Welcome to the second installment of Weekly Yinteresting Thoughts (WYT). In these posts, I’ll be sharing some of my random thoughts, opinions, and questions about the NBA landscape as it pertains to fantasy basketball. Feel free to drop your comments and questions below! Let’s get started.

Underperformers

For this week’s segment, I’m going to start by channeling all of my negative hater energy in a productive way to really emphasize just how poorly some players have been playing thus far into the season. 

Jrue Holiday had a Yahoo! ADP of 43. This was already a bit too low for me considering Holiday has finished 32nd, 20th, and 40th in his last three seasons buoyed by his incredibly consistent 1.6 steals per game mark amongst strong assist and field goal numbers. Coming into this season, he was supposed to take over as a strong number two option on the Bucks behind Giannis Antetokounmpo in Khris Middleton’s absence. This has not happened, but not for lack of trying. Holiday is averaging 16 FGA in the last three games, which is a bit more than his typical range in the 14s, but shooting a woeful 31% from the field. He’s pilfering only 1.3 steals, and if not for his abnormally high 1.3 block rate, he would be ranked even lower. 

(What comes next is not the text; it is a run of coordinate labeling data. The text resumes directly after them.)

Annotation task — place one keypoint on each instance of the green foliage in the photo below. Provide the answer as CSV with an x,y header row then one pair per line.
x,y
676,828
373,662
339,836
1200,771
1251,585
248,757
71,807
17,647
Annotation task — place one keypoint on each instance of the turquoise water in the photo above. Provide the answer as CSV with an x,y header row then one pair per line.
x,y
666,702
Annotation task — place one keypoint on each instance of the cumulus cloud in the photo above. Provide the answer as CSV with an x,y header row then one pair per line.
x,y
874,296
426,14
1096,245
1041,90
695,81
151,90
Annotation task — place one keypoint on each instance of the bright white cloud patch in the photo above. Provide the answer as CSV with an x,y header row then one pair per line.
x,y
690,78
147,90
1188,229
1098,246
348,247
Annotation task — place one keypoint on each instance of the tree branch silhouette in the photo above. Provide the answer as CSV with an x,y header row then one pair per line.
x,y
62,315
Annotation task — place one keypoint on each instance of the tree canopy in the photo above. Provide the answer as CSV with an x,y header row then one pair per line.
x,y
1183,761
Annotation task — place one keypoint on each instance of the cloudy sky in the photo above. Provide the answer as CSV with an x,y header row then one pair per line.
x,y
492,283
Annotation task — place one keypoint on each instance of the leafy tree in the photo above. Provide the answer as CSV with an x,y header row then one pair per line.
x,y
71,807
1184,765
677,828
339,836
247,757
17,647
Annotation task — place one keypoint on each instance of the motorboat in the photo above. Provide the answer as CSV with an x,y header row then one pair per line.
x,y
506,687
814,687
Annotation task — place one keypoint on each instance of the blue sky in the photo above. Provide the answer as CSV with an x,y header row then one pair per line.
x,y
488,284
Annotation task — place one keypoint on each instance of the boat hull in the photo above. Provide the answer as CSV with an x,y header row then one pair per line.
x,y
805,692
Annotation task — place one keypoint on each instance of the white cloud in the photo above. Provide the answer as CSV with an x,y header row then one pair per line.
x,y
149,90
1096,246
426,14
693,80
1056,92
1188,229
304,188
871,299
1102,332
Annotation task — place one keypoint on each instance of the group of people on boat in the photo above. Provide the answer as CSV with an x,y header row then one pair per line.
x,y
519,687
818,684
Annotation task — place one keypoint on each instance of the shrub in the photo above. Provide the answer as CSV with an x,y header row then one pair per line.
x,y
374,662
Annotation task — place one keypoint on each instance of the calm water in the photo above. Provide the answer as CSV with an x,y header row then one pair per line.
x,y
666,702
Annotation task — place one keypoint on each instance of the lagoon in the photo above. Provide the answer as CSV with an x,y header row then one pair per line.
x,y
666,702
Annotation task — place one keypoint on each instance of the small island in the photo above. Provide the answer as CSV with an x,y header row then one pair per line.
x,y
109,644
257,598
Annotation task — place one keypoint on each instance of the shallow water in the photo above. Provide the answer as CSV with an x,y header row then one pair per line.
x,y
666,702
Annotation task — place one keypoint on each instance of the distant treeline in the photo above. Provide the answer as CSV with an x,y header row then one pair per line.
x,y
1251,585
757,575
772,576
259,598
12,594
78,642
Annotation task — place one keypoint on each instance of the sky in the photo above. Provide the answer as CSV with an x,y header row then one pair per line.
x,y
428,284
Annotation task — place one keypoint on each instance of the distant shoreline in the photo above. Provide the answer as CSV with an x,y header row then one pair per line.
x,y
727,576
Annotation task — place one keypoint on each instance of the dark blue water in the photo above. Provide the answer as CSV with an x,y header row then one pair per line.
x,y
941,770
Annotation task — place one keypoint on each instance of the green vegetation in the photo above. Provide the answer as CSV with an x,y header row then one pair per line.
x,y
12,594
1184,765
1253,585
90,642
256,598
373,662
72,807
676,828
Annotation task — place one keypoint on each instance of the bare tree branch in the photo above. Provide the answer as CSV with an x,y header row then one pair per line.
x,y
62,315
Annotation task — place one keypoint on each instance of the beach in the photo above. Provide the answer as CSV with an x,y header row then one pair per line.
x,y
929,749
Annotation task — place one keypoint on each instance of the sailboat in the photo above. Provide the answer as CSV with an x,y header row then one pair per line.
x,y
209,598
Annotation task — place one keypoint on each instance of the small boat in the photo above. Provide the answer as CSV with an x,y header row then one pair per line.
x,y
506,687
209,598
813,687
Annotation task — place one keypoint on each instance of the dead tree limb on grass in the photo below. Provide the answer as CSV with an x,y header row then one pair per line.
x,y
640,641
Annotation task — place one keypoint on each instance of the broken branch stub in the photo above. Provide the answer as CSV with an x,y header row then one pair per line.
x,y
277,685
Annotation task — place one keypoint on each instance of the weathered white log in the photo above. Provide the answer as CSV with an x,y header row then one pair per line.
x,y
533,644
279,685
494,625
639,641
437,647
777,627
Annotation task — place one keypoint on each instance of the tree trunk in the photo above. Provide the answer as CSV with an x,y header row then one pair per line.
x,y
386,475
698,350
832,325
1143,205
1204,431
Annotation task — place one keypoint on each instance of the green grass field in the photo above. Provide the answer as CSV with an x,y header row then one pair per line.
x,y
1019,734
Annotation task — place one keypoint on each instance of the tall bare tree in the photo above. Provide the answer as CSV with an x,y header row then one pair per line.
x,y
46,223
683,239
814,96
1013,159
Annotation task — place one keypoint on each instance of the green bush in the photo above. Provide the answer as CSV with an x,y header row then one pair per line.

Anthony Edwards has the entire highlight reel package: tight handles with crafty hesitations, funny unfiltered post-game quips, and the unmistakable superhuman athleticism very few others can match. He seems destined for superstardom; a prophecy foretold by his lofty Yahoo! ADP of 20. There’s no denying his shine, but from a fantasy perspective, his current ranking of 136 just ain’t gonna cut it. He’s held back by an atrocious 58% free throw shooting rate and 4 turnovers a game. The points have not yet exploded into the 25+ range many have expected, but he is undeniably the best player on his team and the gaudy numbers will come, hopefully sooner rather than later. Special shoutout to his similarly underperforming teammate Karl-Anthony Towns, who is ranked 57th. 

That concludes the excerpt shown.